実際のところ、上の表が11月9日のS&P500のセクター別の騰落率(前日比)の上位リストですが、トランプ関連銘柄が優勢となっています(鉄鋼については鉄鋼を再び米国の屋台骨にするとコメントしていることなどが評価。また、バイオ・医薬品セクターは医薬品価格の高騰を抑える方針に動いていたクリントンではなくなったことに対する反動)。
では、今後どうなるかですが、当面はトランプ新大統領の新政策への期待感から関連銘柄を中心に堅調な株価推移が続くに推移する可能性があると思います。ただ、その反面、期待感が高まる中で、トランプ新大統領が打ち出している政策が実際にどこまで出来るのかによっては、その内容次第で、期待感の剥落によって失望売りとなる恐れがあるので注意も必要と思います。
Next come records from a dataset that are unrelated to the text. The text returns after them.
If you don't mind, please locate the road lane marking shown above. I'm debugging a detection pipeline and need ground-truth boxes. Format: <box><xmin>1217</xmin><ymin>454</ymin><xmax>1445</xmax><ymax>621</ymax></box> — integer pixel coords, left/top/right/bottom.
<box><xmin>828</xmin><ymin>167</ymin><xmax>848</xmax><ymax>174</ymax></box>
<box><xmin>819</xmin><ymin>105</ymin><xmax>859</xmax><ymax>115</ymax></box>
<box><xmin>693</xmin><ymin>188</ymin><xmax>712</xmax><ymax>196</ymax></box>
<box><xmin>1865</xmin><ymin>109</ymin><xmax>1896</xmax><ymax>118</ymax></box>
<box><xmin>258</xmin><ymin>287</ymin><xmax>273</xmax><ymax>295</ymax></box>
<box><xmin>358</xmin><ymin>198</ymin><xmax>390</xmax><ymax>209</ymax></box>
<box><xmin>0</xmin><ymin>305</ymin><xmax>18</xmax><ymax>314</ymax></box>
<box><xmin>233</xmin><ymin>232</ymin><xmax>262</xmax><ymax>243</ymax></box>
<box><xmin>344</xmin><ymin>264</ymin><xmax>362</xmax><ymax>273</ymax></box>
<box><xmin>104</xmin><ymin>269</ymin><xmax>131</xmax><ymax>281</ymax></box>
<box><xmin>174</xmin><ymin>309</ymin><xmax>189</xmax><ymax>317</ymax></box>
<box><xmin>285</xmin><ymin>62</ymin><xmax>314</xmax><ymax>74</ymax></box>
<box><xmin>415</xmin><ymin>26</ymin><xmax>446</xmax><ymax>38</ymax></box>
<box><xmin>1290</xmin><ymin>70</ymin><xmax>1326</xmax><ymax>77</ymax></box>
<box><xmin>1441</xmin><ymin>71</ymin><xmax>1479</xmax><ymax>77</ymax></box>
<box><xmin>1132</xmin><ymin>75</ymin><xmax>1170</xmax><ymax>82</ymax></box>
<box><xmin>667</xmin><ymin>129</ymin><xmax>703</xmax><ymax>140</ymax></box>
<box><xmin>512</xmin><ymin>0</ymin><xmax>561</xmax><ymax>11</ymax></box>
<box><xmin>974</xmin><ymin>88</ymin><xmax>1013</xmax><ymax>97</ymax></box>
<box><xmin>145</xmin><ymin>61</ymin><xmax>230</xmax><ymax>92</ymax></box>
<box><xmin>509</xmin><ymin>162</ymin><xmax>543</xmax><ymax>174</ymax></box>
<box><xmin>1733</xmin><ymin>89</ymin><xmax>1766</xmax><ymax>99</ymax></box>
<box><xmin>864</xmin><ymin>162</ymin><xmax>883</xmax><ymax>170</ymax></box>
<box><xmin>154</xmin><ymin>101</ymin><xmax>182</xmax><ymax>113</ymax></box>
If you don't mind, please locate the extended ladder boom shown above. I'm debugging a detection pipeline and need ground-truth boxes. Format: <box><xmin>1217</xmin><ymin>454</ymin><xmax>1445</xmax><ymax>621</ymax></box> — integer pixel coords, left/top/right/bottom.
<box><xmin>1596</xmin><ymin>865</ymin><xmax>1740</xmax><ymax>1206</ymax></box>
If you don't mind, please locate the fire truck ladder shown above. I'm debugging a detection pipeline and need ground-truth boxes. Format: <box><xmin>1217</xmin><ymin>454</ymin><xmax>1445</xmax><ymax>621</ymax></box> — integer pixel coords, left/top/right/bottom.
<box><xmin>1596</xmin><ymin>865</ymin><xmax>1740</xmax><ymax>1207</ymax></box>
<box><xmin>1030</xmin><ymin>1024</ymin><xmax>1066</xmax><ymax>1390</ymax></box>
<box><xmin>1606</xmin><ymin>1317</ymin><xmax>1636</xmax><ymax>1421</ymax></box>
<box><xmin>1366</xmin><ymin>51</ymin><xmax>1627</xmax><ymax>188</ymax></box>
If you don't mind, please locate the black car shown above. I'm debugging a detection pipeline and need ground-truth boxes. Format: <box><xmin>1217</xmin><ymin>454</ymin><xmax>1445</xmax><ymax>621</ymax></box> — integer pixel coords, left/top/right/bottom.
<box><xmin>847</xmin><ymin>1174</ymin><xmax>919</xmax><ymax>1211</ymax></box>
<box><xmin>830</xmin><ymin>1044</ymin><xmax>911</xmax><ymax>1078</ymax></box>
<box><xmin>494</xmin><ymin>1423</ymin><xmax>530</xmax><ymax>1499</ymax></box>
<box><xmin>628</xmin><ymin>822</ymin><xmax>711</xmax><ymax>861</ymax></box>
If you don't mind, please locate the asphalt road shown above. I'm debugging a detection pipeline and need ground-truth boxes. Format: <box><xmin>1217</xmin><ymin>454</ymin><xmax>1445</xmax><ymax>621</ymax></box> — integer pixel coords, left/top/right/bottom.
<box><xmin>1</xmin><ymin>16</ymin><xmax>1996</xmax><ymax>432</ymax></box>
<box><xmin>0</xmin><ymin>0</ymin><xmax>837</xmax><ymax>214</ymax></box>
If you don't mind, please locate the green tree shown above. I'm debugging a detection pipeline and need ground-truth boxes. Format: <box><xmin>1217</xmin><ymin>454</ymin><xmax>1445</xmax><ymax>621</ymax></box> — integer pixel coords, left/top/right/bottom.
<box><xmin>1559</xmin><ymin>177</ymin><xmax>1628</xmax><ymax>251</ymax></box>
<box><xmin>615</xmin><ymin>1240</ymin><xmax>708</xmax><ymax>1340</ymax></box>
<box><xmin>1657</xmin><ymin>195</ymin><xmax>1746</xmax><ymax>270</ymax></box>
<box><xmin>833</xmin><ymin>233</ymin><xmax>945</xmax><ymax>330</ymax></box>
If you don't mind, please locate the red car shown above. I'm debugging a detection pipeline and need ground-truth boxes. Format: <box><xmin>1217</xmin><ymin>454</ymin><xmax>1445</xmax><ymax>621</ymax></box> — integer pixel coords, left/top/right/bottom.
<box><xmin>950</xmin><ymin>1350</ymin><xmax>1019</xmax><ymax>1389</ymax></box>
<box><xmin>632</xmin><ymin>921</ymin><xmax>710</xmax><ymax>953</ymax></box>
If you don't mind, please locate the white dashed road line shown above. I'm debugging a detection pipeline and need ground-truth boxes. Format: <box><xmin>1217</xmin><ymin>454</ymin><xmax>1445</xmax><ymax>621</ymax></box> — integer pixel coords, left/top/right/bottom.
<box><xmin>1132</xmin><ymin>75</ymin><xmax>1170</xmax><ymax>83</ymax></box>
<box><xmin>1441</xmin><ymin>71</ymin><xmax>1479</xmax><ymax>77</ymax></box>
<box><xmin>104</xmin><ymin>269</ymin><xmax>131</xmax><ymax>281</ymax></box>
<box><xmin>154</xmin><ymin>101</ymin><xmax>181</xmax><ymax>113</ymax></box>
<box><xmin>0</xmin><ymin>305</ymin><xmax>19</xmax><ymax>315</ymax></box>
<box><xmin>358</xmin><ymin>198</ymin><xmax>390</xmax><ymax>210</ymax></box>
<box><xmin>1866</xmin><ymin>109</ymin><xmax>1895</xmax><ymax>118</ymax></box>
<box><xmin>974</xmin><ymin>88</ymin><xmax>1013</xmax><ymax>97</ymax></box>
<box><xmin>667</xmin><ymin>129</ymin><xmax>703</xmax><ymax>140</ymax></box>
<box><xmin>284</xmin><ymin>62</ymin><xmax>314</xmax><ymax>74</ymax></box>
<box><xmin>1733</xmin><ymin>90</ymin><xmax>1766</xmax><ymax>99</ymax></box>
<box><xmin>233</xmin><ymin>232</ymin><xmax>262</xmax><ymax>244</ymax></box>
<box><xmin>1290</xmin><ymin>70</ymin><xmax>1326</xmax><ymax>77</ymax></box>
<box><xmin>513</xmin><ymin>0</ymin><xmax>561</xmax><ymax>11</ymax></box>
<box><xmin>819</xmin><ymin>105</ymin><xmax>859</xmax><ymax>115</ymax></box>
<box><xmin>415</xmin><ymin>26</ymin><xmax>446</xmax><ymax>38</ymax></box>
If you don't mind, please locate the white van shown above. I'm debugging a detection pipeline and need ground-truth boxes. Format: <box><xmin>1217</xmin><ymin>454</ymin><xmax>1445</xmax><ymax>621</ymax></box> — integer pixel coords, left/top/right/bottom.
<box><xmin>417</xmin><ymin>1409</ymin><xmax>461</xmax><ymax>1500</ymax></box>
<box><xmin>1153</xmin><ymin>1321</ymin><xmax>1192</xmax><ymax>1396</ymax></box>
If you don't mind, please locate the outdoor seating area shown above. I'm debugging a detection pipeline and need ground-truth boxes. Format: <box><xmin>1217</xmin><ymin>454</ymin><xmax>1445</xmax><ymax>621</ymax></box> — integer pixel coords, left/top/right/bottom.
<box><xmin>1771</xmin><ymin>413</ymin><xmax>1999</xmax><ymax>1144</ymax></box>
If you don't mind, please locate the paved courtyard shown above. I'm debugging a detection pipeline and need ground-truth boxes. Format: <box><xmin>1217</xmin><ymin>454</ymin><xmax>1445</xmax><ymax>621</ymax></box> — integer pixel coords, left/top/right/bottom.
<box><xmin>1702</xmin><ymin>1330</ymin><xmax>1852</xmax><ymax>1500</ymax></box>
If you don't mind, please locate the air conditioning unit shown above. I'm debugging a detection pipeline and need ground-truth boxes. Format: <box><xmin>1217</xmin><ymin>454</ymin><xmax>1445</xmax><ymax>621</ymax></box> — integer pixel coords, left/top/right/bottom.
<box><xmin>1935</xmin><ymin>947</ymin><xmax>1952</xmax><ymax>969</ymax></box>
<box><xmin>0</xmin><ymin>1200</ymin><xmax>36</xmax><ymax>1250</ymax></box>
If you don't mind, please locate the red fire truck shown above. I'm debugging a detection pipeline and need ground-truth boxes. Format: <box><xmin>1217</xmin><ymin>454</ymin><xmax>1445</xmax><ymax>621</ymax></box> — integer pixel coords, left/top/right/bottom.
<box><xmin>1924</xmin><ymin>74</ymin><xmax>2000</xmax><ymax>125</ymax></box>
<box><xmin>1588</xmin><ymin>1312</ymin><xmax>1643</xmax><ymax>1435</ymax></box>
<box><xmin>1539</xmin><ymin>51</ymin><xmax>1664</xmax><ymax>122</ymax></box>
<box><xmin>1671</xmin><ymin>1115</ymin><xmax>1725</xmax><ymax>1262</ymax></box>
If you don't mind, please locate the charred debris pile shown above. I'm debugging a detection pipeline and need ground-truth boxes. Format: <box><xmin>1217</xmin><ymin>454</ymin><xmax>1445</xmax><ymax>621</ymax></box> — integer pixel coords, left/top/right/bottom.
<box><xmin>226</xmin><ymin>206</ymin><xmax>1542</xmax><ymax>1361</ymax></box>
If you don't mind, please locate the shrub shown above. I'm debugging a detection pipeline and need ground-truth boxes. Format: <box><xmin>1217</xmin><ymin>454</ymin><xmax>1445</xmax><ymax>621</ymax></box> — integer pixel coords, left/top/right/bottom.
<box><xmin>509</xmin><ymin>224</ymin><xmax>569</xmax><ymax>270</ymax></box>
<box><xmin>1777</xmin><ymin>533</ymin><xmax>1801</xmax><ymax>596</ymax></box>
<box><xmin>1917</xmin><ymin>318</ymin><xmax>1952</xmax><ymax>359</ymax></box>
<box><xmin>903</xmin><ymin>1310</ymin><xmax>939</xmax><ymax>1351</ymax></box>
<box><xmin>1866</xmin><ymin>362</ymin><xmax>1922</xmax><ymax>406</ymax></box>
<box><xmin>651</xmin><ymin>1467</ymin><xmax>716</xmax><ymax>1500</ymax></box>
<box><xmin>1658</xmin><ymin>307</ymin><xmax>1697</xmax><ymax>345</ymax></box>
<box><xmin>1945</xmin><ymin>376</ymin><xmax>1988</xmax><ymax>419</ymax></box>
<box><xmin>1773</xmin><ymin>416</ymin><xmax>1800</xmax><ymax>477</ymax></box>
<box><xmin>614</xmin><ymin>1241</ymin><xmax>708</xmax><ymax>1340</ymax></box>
たとえば、10年間で6兆ドル規模の減税(もともとは10兆ドル規模だったが、共和党の3兆ドル案に寄せる形で下方修正されています)や10年間で1兆ドル規模とも言われるインフラ投資を行う場合は財源がどうなるのかが、今ひとつ不明瞭な部分があります。国債で賄うとしても、議会の承認が必要ですので、トランプ新大統領が共和党の本流とどのように渡りをつけていくのか。2兆5000億ドルとも言われる米国企業の海外留保利益に一時的に税金をかけ、米国本国に環流させる案などがありますが(これで2004年の本国投資法のように米ドル高、また米国内に資金が環流して景気が活性化するとみられる材料にもなっていますが)、実際にどこまで実現されてくるのかを確認していく必要があると思います。